I barely remember my grandfather on my mother’s side; he must have died 50 years ago. He had fought in the First World War, been gassed and did not enjoy good health: he succumbed to a heart attack in his 60s. But he was a keen gardener and his extensive garden, increasingly less well-tended by my grandmother, long outlasted him. What I do remember is a cheap stone plaque in the garden, the words of which are still clear in my mind although I cannot have seen it for 30 years: ‘The kiss of sun for pardon, The song of birds for mirth, One is closer to God in a garden than anywhere else on earth.’

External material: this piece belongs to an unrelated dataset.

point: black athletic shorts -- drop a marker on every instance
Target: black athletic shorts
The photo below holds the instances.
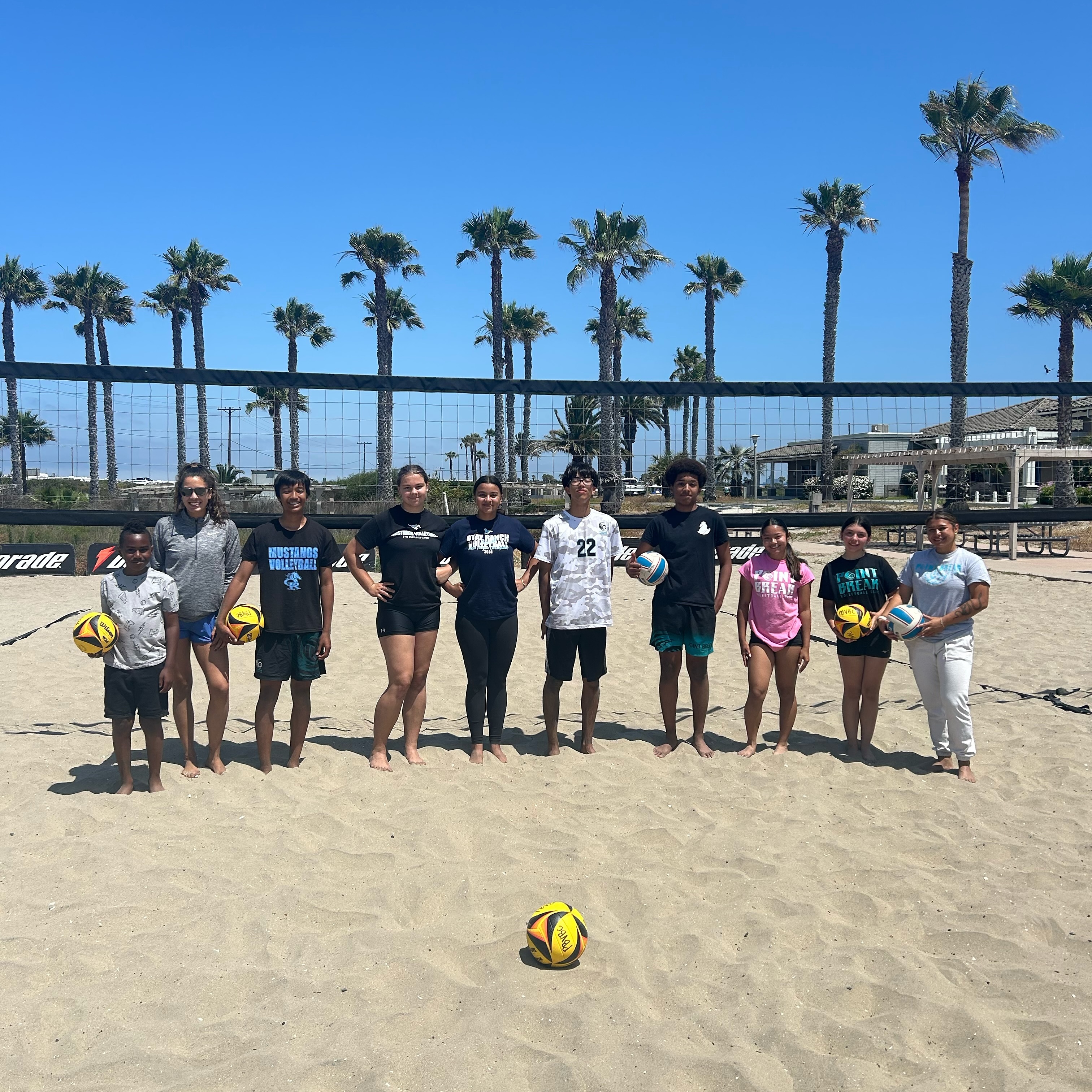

‘One is closer to God in a garden than anywhere else on earth.’ The line came to mind as I looked over Boaz’ comment of last week. It’s an interesting question: to what extent does the natural (or in this case the cultivated) world display or reveal God? I know enough theology to know that it is a vexed and complex issue to do with what is called natural theology. The key text is Paul’s statement in Romans 1:18-20. Let me remind you of it “The wrath of God is being revealed from heaven against all the godlessness and wickedness of men who suppress the truth by their wickedness, since what may be known about God is plain to them, because God has made it plain to them. For since the creation of the world God’s invisible qualities—his eternal power and divine nature—have been clearly seen, being understood from what has been made, so that men are without excuse.”

As a good Baptist and a child of the Reformation I am wary of the symbolic. We are told plainly that God speaks in a saving manner only through his word and I would not want to dissent from that. The downside of this rule, if applied strictly, is that neither nature nor aesthetics has any real value. In Welsh nonconformity the practical working out of this can be seen in the chapels. For the most part these are functional buildings with very little to commend them in architectural terms. If you are lucky you may get a blue painted ceiling or some slight ornamentation on the pillars of the interior but otherwise they are self-consciously spartan affairs. All too often one’s first view of them is of some hard monolith looming up desolate against a grey moist sky. Anglicans, and others, at least have the benediction of stained glass in their churches.

Although I could quite easily trample theologically over my grandfather’s mantra about God being in nature, I will not do so. I think there is a faint but important vestige of truth in it: there is something about the natural world that speaks of God. I think the reason is this: all things, statues, music, books and yes, worlds, reveal something of their creator. The natural world does in some (undoubtedly limited) measure speak of the one who made it. After all what is the alternative? The city? That most certainly speaks of its maker: mankind. Skyscraper after skyscraper, mall after mall proclaims the boastful status of the human race: ‘behold what I have made’. Nature is a healthy counterbalance to the blasphemous man-centred atheism of the urban world.

As wiser people have said, the natural world acts as something of a mirror of God. If we stare at it and ponder it we see something of the one who made it. Oh we need a lot more – an awful lot more – to save us but it’s a first step. This, of course, is a reason why the natural world should be preserved. We may not, as some do, worship nature as God but in seeing it as an image of God we find it no less valuable.